First, let’s all understand that health care is big business. Two of the top 5 private employers in Virginia are healthcare companies – HCA and Sentara Health. HCA is in fact the largest private employer in the Richmond region – eclipsing Capital One, Wal-Mart, Philip Morris or any of the other names you see on the downtown skyscrapers.

Tens of thousands of Virginians work at hospitals, while tens of thousands more work in other health related fields. These high wage, highly skilled jobs support hundreds of thousands of other jobs across the state. One study I saw attributed nearly 1% of the state GDP to HCA alone.

Those of you in the construction world know that one of the few games in town right now is health care. Whether it is senior living facilities, medical office buildings or new and renovated hospitals, it is where the action is.

Thus, as economic developers, we need to recognize the role these companies have on our local economies and be putting into place ways to encourage their growth and to be full participants in the community.

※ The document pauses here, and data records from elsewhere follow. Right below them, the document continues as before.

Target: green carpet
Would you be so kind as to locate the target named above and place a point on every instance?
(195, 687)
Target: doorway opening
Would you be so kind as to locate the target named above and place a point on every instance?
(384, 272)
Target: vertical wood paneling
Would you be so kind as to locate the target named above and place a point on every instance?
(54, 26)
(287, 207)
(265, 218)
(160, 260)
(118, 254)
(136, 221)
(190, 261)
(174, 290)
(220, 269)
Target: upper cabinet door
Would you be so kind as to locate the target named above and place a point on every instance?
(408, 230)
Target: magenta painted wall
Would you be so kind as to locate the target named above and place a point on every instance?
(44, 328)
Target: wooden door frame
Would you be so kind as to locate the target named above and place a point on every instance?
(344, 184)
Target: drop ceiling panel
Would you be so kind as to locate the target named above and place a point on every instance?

But health care is also a major driver of state policy and legislative priorities. For those of you who don’t surrender two months of your life to walk the halls of the GAB, you cannot appreciate the full depth and breadth of the health care industry as it manifests in legislation, money, and lobbying activity. When the health committees meet, the rooms are packed, emotions run high, and millions of dollars, actually billions of dollars, are at stake. When economic development issues are heard, the room is clear except for Mike and Sandi from VEPP, Anna Mackey of DBA, either Mike or I and a few bored students on a field trip who spend most of the time texting each other.

But probably the easiest way to put it into perspective for you to reduce it to dollars and cents.

This coming fiscal year, Virginia will spend nearly $5 billion GF dollars on health care, mental health, prisoner health, etc. That’s nearly 1 of every 3 dollars of GF – tax – revenue the state collects.

In three days, Medicaid spends what we now have for the GOF for two years (and that’s at the new higher level).

In 36 hours, Medicaid spends the entire budget of VEDP. It takes only 32 hours to spend the entire DBA budget – including VJIP.

An equivalent of every penny the state collects of corporate income tax is spent on mental health and for the health care of the incarcerated.

And the trends are not good. Growth in Medicaid spending is outstripping population growth, inflation, or any other measure of growth in revenue.

And federal health care “reform” is expected to make the costs go even higher – perhaps by $2 billion more in just a few years as tens of thousands of Virginians get added to the rolls.

Does all this money mean that it is wasted? No, in fact, Virginia has one of the lowest reimbursement rates in the country and among the fewest incidents of fraud anywhere. What is does mean however is that the growing cost of government funded healthcare of crowding out spending on other priorities near and dear to us as economic developers – education, transportation and economic development spending.

Therefore, it is important of all of us to better understand this industry and how to use it to enhance, not drain, our business attraction and retention activities. We need to make health care providers be active partners in growing the economy. Many of these executives are eager to play a role in the community. We need to take advantage of that.

Turning to this year’s session, however, I think everyone will agree it was a success for economic development. More dollars and more tools were created. The Governor’s personal commitment to E.D. has made a difference. Mike will run through those accomplishments, show what I will do is talk about future trends.

This is emerging some pushback on incentives that we must watch closely. The proliferation of programs and long term commitments has some people wondering if we are doing what is best. The JLARC study of incentives could be used as a tool to beat us over the head for mistakes, all well intentioned, and deals that went bad. We should not fear that study, in fact, I think it will show that we have strict eligibility rules and ROI criteria for incentives, but it should be carefully monitored.

Because we deal with economic development on a case by case basis, it seems larger than it really is. Imagine if every time someone was put in a nursing home, there was a piece of legislation or a budget amendment. But that’s the way it is for economic development, and that’s what contributes to the confusion and frustration among legislators. We are constantly bombarding them about Project X or Company Y such that it appears the money and effort going into economic development is larger than it really is. This is a perception issue we must all tackle.

This, it requires us to do more than ever to educate (VEDA Day and Amy’s leadership – big success) about how what we do builds strong communities and creates the revenue to pay all those bills in the drawer.